There’s a move afoot to close the recycling center that’s at the heart of the film. Does that affect how you approached the documentary and what you hope viewers take away from this film?
We didn’t make an advocacy film, but I think at the deepest level, it’s a question of, are we going to deny the most fragile members of our society the right to recycle even our trash? Or are we going to think more creatively about how all of us—government, business, social enterprise—can help lift the underclass out from where they’re at? And part of that is the need to work with them from where they are, not in terms of where the bureaucracy is. So that would be it, thinking more deeply about economic opportunities for the underclass, because it is excluded from most political conversations.
When Dogtown screened locally, it sparked conversation about the otherwise invisible underclass in Oakland and how to address their concerns. Now that Dogtown is going to be seen on a national scale, what do you think its impact might be?

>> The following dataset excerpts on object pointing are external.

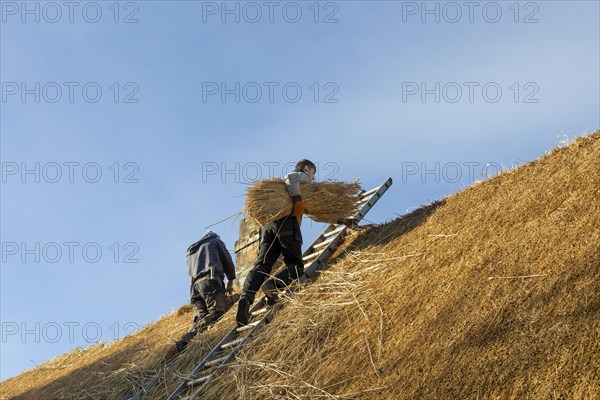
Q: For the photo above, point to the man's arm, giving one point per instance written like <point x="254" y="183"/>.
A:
<point x="292" y="183"/>
<point x="228" y="265"/>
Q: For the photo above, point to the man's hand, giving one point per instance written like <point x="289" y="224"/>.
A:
<point x="229" y="287"/>
<point x="298" y="208"/>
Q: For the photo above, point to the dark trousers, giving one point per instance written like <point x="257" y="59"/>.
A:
<point x="281" y="237"/>
<point x="209" y="302"/>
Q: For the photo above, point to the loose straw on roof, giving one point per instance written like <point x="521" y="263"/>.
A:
<point x="269" y="200"/>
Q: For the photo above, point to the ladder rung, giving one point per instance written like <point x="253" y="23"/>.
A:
<point x="365" y="194"/>
<point x="324" y="243"/>
<point x="198" y="381"/>
<point x="311" y="256"/>
<point x="233" y="343"/>
<point x="335" y="231"/>
<point x="259" y="311"/>
<point x="364" y="200"/>
<point x="247" y="327"/>
<point x="216" y="361"/>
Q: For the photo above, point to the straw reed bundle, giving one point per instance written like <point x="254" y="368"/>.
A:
<point x="268" y="200"/>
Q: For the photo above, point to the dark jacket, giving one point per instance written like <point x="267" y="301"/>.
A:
<point x="209" y="257"/>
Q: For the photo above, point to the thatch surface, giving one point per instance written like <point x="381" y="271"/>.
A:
<point x="492" y="293"/>
<point x="268" y="200"/>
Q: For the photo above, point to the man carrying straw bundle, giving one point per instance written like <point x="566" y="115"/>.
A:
<point x="282" y="236"/>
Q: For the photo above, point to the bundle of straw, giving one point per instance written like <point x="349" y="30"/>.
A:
<point x="268" y="200"/>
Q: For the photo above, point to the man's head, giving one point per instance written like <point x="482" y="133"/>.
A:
<point x="308" y="167"/>
<point x="209" y="234"/>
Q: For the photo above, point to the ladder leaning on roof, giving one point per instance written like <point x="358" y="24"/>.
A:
<point x="315" y="256"/>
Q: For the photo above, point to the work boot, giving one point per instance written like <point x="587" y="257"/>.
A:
<point x="270" y="291"/>
<point x="243" y="315"/>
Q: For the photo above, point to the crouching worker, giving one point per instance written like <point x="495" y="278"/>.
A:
<point x="279" y="237"/>
<point x="208" y="263"/>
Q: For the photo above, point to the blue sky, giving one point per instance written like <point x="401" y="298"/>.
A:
<point x="181" y="151"/>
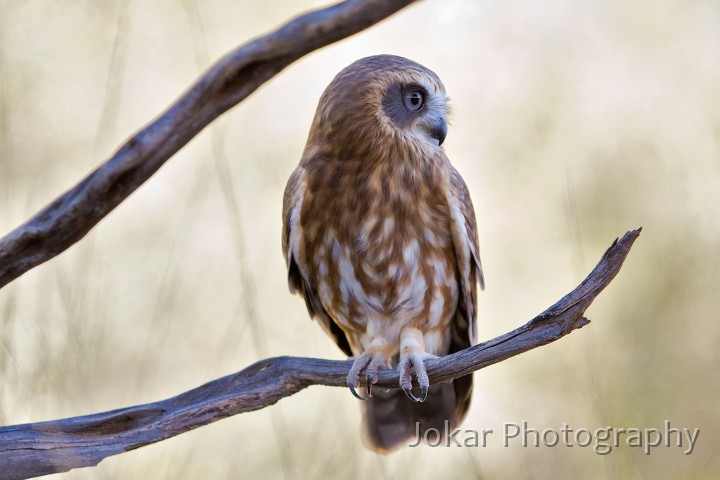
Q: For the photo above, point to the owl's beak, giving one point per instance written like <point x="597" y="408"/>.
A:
<point x="438" y="130"/>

My hope is that it will serve organizations and individuals who are in the trenches. A lot of social workers, doctors, mayors are aware of poverty, and they’re all working with it, and I think that if the film helps them, that would be very nice. If it helps the poor, if it helps humanize the conversation around poverty, that would also be a great achievement. But really, if it serves the people who are actively addressing questions of inequality, if the film empowers them, and those they serve, the recyclers and others, then that’s the beauty of being seen nationally.
Dogtown Redemption airs on PBS’ Independent Lens on May 16 at 10 p.m.